Many of the questions fielded by Brian Eller, 1366 Technologies chief executive officer, and Masse dealt with other issues, such as the impact on the environment and farmland, increased traffic and possible damage to roadways, loss of sales tax revenue, waste water and sewage disposal, workforce training, and zoning incentives for the town.

Klotzbach said she worried about the “transfer of an agricultural jewel to an industrialized area,” adding that 1366 Technologies could have located at an empty industrial site in Buffalo.

Others asked “why not Buffalo or Rochester?” to which Eller replied that the STAMP site was the best fit out of 300 different sites that the company studied.

“It’s in a (low-cost) hydropower zone and we have the benefit of two large metropolitan areas with a talented and skilled workforce,” Eller said. “It best met our needs.”

Masse opened what turned out to be a 90-minute session with findings from an economic impact study. He said that 1366 Technologies will create 1,000 direct jobs and more than 4,000 “indirect, induced and temporary” jobs while infusing $1.5 billion into the regional and state economy over the 10-year life of the project.

“For every dollar in (sales, mortgage and property tax) incentives, $43 will come back to the region and $45 to the state,” Masse said.

Eller said his company has developed technology that cuts the cost of its silicon wafers in half when compared with products made in Asia.

“These wafers, 156 by 156 millimeters in size, are the building blocks of solar panels,” he said. “Our process eliminates steps, time and wasted material.”

He outlined what he termed an “aggressive plan” to begin operations. A 250-megawatt plant should be up and running by the spring of 2017, creating 150 jobs. The $700 million project will expand in phases, ending with a three-gigawatt facility.

“By the time we reach three gigawatts, the total market will be about 100 gigawatts, so there is plenty of room to expand and do more,” he said. “This is our chance to participate in a growing global community.” Eller said he and four or five others will be moving to Western New York to run the facility.

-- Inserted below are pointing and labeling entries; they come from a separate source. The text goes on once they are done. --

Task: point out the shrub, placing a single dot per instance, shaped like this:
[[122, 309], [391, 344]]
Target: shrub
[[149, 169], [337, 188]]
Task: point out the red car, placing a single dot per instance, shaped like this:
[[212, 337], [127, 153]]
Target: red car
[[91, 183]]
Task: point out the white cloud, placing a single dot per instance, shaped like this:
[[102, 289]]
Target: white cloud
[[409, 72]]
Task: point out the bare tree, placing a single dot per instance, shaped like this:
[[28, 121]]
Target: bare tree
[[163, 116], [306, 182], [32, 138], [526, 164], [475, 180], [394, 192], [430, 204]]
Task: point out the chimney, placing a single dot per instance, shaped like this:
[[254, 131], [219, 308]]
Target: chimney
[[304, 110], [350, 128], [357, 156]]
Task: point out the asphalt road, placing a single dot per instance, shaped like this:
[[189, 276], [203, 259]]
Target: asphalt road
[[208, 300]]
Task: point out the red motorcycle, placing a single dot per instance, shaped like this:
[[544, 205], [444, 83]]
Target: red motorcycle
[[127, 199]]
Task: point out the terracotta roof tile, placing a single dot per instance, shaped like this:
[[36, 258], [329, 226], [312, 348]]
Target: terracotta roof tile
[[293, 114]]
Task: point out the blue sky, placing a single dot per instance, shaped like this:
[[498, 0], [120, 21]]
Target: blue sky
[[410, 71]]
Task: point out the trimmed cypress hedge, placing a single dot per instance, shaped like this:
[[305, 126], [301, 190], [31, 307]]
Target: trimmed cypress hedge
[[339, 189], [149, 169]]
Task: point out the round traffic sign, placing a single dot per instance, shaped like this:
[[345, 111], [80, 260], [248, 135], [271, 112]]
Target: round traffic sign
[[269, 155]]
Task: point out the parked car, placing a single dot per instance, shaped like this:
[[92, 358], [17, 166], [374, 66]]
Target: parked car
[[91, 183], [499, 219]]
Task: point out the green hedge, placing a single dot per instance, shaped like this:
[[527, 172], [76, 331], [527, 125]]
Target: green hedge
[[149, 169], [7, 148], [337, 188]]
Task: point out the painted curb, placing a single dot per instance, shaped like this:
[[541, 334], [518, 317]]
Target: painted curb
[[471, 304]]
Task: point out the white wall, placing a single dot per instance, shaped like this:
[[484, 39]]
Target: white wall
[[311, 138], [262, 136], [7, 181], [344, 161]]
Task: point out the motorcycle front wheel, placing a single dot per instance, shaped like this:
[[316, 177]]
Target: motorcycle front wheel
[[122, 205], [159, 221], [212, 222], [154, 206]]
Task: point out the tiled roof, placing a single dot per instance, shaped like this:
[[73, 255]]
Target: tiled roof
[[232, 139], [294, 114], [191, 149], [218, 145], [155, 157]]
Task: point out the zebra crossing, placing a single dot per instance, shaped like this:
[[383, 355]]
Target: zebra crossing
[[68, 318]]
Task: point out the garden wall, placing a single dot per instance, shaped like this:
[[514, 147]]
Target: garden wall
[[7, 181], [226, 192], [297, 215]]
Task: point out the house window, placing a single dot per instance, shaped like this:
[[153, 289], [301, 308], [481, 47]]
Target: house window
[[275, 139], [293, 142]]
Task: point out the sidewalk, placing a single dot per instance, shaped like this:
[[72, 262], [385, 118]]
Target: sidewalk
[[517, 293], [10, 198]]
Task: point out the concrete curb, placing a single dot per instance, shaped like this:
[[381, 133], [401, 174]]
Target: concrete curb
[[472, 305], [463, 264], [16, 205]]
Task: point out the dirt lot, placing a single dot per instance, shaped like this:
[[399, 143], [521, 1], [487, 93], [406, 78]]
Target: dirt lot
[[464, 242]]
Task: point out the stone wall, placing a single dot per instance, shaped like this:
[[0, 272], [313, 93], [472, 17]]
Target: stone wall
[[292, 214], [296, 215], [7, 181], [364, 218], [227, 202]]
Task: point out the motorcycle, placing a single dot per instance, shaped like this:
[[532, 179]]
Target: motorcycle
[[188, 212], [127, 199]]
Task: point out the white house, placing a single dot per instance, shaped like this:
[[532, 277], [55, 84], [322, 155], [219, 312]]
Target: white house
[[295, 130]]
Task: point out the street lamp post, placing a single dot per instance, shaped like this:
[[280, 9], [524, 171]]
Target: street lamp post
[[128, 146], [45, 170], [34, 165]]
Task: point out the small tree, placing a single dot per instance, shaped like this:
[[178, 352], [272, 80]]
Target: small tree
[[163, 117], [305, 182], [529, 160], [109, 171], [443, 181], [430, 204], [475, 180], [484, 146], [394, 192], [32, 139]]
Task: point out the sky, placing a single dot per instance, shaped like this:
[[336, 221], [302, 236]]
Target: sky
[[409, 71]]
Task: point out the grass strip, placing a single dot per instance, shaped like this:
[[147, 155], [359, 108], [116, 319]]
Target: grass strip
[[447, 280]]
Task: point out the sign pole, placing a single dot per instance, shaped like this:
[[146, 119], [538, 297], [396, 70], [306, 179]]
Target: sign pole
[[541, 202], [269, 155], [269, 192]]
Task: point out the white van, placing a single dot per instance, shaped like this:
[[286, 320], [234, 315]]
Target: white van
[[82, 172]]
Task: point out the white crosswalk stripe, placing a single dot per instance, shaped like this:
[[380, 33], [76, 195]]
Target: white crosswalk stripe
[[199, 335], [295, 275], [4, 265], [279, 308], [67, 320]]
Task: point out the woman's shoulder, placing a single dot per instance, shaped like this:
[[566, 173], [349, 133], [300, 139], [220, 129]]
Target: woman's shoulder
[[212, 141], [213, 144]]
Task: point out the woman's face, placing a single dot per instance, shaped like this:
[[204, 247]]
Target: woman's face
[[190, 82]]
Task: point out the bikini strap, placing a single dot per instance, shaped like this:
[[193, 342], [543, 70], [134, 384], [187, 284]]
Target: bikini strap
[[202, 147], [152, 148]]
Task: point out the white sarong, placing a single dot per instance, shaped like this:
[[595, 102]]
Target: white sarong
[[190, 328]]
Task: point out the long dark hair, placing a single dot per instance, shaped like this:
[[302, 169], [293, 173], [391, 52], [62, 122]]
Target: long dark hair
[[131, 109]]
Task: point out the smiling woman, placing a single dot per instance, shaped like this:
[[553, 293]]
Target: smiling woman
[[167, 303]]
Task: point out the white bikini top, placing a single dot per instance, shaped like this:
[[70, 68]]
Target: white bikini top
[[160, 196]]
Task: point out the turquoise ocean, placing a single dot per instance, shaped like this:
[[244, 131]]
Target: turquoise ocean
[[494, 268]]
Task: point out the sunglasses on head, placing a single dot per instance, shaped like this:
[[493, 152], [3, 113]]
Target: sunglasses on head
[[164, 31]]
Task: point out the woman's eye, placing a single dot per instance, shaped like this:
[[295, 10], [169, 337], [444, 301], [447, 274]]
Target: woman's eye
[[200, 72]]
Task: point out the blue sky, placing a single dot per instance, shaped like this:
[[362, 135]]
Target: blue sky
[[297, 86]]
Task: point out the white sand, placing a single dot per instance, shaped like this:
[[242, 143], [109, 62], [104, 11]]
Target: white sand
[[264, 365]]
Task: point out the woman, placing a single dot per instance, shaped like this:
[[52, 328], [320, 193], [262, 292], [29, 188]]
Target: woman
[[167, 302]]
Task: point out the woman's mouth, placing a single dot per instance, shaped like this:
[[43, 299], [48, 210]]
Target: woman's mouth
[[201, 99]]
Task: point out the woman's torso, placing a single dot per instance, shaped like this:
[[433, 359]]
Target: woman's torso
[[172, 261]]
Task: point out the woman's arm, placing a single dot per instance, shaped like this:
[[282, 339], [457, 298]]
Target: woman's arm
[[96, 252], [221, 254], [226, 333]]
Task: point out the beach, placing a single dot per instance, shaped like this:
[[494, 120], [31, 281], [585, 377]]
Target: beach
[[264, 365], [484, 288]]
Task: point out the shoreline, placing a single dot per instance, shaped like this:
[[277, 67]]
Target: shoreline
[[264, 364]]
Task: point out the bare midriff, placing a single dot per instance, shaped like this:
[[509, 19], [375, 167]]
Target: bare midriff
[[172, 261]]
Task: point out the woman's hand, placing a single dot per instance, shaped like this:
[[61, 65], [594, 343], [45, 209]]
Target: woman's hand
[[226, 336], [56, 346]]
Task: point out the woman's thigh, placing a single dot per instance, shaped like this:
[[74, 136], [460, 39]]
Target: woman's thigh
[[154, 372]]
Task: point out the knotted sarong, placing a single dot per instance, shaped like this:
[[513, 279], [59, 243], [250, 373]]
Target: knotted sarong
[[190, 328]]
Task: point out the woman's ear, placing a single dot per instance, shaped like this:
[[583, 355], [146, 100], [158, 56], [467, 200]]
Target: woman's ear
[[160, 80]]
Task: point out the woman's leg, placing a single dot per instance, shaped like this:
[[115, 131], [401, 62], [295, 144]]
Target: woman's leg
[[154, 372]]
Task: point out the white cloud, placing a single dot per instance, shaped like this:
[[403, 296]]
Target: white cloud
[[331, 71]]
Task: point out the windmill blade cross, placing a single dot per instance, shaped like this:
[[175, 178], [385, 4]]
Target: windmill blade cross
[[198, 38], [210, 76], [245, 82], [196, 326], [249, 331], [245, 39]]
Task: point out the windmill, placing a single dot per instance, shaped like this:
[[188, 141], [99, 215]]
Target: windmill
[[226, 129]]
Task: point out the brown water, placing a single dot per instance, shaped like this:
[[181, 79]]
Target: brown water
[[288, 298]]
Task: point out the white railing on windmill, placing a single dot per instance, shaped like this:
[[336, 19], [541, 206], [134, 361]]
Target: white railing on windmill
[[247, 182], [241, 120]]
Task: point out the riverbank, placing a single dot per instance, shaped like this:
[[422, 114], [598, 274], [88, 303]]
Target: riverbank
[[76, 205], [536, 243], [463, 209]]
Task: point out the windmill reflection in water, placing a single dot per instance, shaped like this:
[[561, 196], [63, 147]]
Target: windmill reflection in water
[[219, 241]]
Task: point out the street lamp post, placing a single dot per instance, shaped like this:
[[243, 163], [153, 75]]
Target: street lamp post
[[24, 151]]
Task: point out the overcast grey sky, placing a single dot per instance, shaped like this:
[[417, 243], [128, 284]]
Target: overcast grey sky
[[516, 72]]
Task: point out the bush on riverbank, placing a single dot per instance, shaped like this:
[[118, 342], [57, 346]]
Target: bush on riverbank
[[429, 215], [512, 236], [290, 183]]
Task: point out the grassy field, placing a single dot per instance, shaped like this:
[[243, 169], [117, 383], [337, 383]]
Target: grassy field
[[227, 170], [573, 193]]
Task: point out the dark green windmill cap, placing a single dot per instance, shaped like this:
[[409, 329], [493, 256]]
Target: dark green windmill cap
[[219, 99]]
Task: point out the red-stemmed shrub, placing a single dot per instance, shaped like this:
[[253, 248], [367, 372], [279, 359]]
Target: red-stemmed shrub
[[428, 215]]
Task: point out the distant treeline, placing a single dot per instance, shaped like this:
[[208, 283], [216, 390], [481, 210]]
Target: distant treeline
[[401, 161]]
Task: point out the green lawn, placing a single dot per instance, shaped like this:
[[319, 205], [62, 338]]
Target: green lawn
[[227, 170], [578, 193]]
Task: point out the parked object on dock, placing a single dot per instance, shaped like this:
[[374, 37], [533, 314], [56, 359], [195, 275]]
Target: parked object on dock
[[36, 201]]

Both Masse and Eller said their respective firms are working with area colleges and high schools to foster certificate and degree programs in nanotechnology, and will be utilizing workforce training methods to fill production jobs, which currently pay between $16 and $24 per hour.

Local software developer Robert Castleman applauded the news of STAMP’s first tenant, saying it could be an opportunity for him to hire up to 100 people over the next five years.

“I understand the changes to the temperament of this community … but technology is coming, and we need to integrate it into our school systems,” he said.